Activation Filter - New Options in Beta 2

Activation Filters are used to provide the administrator of a Windows HPC cluster with a mechanism to verify and modify jobs before they are run. For example, a Windows HPC Server 2008 Activation Filter receives the job xml which might contain license requests. The filter could parse the xml, find the license requests and determine if the licenses were available. Assuming licenses were available, the filter would return a value of 0 to inform the scheduler to the run the job. A return of 1 (or any other value) would inform the scheduler that it should keep the resources allocated for this job and call the Activation Filter on each scheduling pass until the licenses are available. Unfortunately, holding the resources blocks other jobs that could use those other resources and don’t need the licenses. That is the behavior of a First Come First Served scheduling algorithm, but it isn’t necessarily what the administrator wants to do in every circumstance.

With Windows HPC Server 2008 R2 beta 2, we are introducing additional return codes from the Activation Filter and a hold-until property to jobs to provide additional flexibility. The return codes in beta 2 are :

0 – run the job (same as Windows HPC Server 2008)

1 – do not run the job. Keep the resources and don’t run anything else until this job starts (same as Windows HPC Server 2008)

2 – do not run the job. Keep the resources allocated for this job, but other jobs may be started on other resources.

3 – do not run the job and do not reserve any resources. The job is put on “hold” for a period of time and the scheduler will not attempt to be schedule the job again until the hold time has passed.

4 – fail the job

 

Option 2 is relatively straightforward. Like return code 1, the job is not run but in this case other jobs can be run if other resources are available.

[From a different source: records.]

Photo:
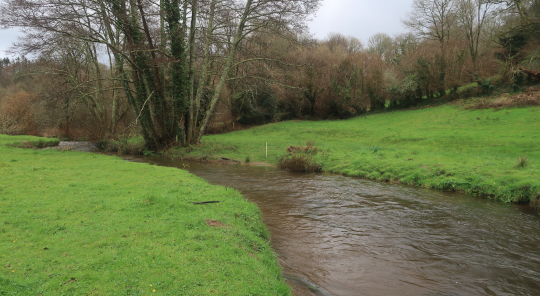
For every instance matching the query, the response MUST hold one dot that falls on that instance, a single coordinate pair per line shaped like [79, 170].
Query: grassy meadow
[74, 223]
[494, 153]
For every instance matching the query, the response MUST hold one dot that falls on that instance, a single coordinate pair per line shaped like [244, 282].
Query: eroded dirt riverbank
[358, 237]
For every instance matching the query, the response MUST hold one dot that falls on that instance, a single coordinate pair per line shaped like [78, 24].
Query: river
[347, 236]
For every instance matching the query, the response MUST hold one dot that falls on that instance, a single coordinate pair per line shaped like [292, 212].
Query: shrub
[522, 162]
[15, 114]
[300, 159]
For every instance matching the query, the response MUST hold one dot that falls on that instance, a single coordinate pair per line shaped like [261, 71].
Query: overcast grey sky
[359, 18]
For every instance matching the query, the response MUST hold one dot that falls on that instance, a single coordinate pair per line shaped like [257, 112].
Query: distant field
[74, 223]
[472, 151]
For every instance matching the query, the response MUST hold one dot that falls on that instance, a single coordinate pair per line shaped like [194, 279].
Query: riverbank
[492, 153]
[79, 223]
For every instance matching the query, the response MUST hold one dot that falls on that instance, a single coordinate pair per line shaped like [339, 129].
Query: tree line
[174, 70]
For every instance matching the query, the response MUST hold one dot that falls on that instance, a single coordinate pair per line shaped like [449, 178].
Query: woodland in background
[213, 66]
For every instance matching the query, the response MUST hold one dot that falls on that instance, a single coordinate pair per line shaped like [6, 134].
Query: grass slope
[74, 223]
[443, 147]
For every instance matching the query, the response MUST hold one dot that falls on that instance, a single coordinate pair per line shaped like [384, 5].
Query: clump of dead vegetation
[531, 97]
[301, 159]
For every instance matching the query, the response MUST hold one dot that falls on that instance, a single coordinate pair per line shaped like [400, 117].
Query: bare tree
[154, 56]
[380, 44]
[472, 16]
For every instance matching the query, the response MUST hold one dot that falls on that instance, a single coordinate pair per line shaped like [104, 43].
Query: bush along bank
[491, 153]
[76, 223]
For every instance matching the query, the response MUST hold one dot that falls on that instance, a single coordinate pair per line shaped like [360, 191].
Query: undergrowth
[300, 159]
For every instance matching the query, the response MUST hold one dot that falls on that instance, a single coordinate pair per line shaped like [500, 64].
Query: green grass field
[446, 148]
[74, 223]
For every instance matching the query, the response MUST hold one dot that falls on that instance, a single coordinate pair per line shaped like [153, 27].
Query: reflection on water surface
[358, 237]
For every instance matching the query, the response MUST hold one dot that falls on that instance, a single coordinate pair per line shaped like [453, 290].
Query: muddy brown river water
[346, 236]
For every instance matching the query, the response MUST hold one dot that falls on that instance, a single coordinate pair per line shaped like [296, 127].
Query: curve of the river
[357, 237]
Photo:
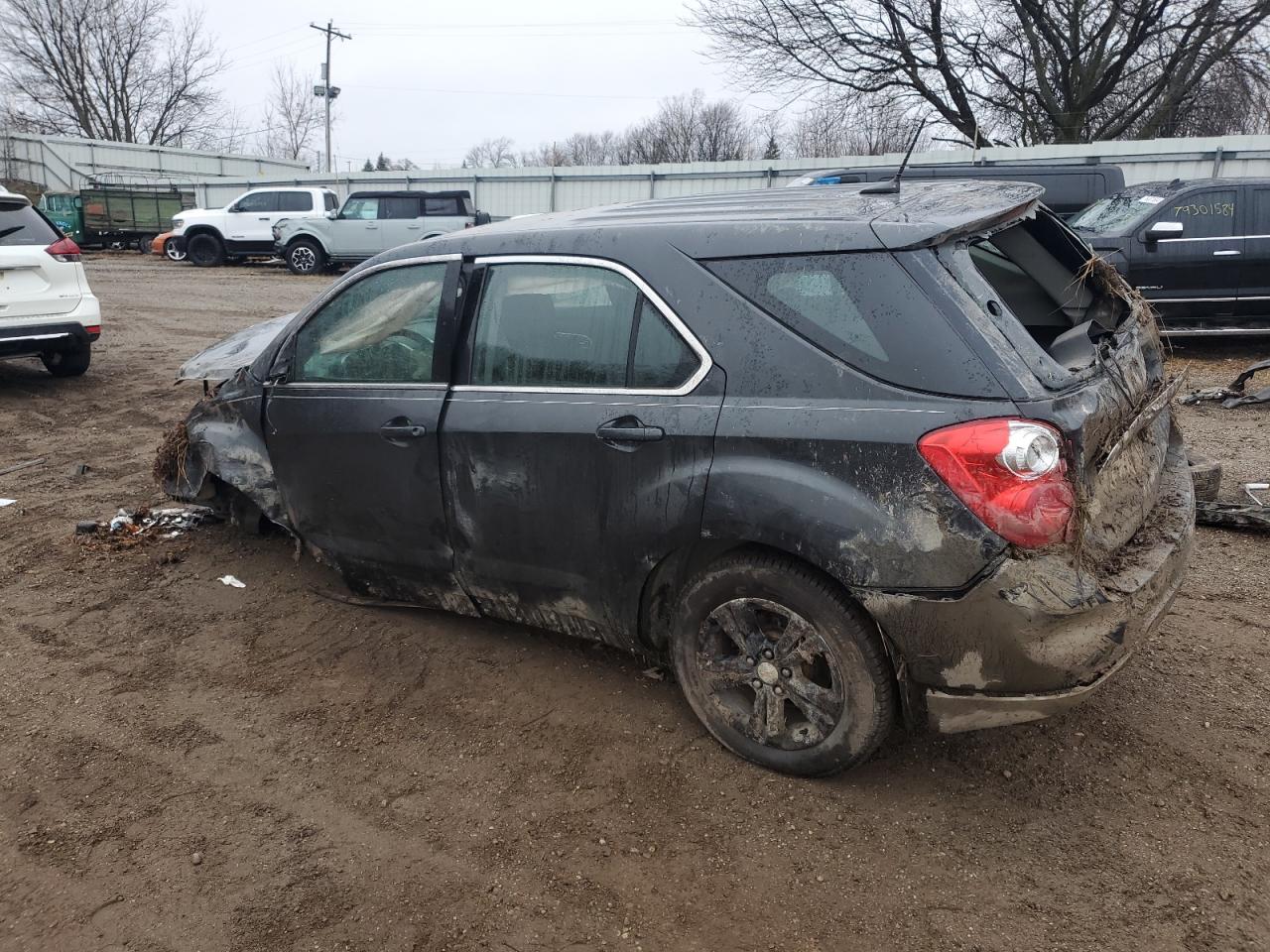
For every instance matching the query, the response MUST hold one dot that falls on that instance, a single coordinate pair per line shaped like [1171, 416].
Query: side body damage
[531, 509]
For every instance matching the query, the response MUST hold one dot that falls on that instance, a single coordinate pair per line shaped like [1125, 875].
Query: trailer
[116, 216]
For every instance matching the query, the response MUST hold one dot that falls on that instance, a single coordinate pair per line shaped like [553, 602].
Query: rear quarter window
[23, 225]
[862, 308]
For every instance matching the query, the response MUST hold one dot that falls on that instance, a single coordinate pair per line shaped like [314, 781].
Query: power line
[508, 93]
[327, 90]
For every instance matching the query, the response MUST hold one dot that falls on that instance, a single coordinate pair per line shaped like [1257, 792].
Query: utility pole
[326, 90]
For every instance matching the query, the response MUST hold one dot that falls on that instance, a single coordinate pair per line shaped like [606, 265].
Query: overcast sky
[430, 79]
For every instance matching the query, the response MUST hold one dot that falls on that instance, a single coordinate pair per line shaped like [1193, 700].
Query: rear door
[32, 282]
[352, 430]
[576, 452]
[399, 220]
[1254, 304]
[1196, 276]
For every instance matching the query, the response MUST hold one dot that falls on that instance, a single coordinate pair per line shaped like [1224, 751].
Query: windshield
[1115, 213]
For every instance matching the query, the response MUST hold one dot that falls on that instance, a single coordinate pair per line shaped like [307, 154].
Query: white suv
[245, 225]
[46, 307]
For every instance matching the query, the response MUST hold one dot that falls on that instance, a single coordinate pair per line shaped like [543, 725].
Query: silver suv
[371, 222]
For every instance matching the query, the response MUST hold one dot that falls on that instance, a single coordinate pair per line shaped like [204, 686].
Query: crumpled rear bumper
[1040, 634]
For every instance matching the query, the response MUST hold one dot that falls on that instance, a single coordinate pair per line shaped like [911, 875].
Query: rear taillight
[64, 250]
[1011, 474]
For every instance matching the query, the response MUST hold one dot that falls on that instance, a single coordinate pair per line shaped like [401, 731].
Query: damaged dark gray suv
[842, 457]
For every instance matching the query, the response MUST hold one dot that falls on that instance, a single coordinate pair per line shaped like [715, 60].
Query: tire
[802, 684]
[1206, 475]
[204, 250]
[305, 257]
[68, 363]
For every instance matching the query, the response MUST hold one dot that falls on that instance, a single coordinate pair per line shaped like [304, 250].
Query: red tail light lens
[1011, 474]
[64, 250]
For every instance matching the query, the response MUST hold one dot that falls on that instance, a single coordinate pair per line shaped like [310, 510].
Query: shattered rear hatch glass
[1083, 352]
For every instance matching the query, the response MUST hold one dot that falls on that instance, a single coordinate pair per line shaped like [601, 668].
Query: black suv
[838, 456]
[1199, 250]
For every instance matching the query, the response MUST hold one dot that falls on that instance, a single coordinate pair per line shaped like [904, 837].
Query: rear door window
[399, 207]
[361, 208]
[570, 326]
[441, 206]
[862, 308]
[259, 202]
[295, 202]
[1207, 213]
[23, 225]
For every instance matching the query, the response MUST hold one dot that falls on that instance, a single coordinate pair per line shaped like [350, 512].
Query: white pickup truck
[371, 222]
[245, 225]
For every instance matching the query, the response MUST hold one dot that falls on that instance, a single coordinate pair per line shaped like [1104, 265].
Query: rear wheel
[305, 257]
[204, 250]
[781, 666]
[68, 363]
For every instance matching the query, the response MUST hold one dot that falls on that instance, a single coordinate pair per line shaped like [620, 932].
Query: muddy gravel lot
[186, 766]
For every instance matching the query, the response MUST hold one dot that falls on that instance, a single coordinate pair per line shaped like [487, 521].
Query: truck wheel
[68, 363]
[781, 666]
[305, 257]
[204, 252]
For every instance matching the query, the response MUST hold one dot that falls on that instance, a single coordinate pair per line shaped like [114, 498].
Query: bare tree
[1008, 70]
[548, 154]
[688, 128]
[293, 113]
[593, 148]
[490, 154]
[118, 70]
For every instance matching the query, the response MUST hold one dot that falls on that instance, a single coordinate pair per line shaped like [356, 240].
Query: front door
[352, 430]
[575, 457]
[250, 221]
[1197, 275]
[358, 232]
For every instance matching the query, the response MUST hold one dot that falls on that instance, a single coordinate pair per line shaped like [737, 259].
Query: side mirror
[1165, 230]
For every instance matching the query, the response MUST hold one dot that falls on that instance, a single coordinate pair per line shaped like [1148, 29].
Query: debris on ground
[1237, 516]
[16, 467]
[127, 529]
[1234, 395]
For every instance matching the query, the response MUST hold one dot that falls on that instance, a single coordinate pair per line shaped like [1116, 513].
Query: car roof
[975, 168]
[1143, 188]
[287, 188]
[411, 193]
[763, 221]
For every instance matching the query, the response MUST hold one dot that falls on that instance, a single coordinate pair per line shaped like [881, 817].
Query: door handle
[629, 429]
[399, 429]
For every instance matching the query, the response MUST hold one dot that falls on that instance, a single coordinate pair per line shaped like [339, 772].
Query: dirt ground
[186, 766]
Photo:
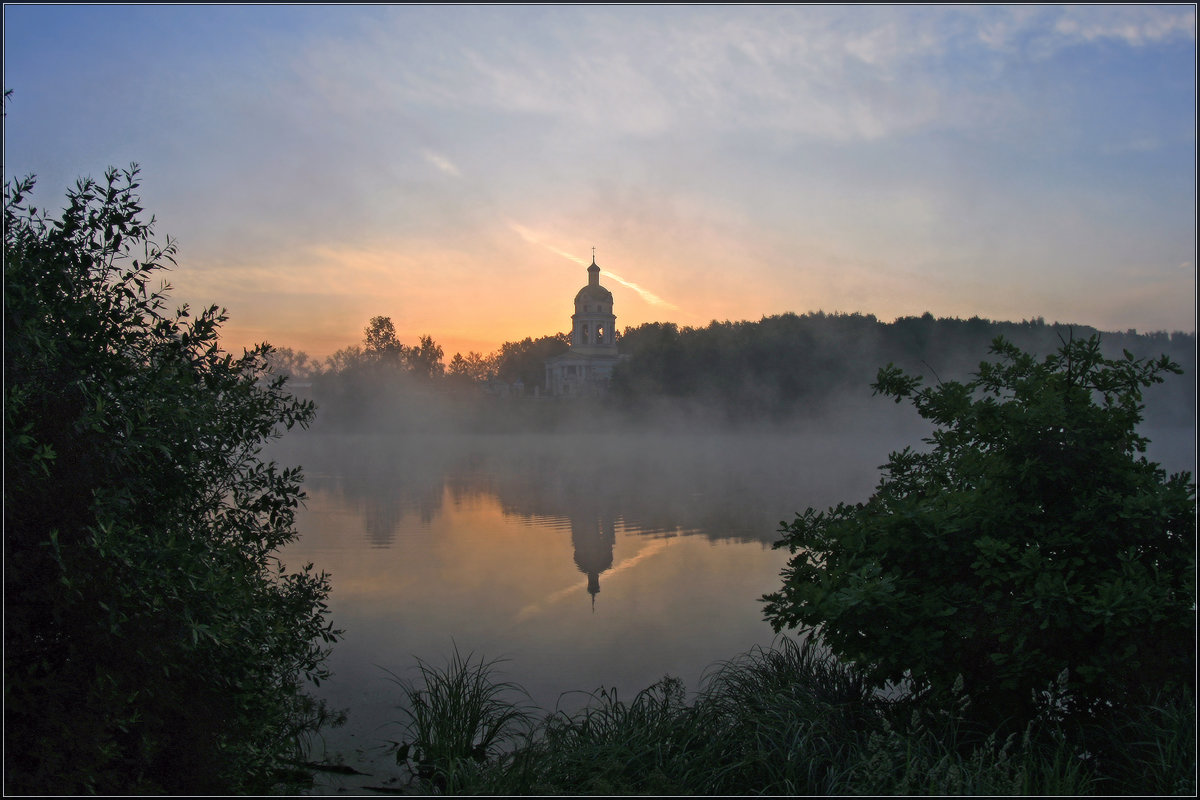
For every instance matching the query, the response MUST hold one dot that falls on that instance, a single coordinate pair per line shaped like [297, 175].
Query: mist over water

Option 3 is a new feature we think will be valuable. It allows the job to be held for some amount of time. No resources are reserved and the scheduler will not attempt to schedule the job until the hold-until time has passed. There is a default cluster wide value for the hold interval. The default is 15 minutes, but that can be changed by the cluster administrator. The scheduler adds the default hold interval to the current time to get the hold-until time which is then set on the job. The hold-until time can also be set to a specific value by the Activation Filter by using the API. The administrator can even set a hold-until time on a job manually by using the Command Line Interface.

Option 4 allows the template to fail the job without running it.

These new options and the hold feature provide more flexibility for cluster administrators and more options for license allocation.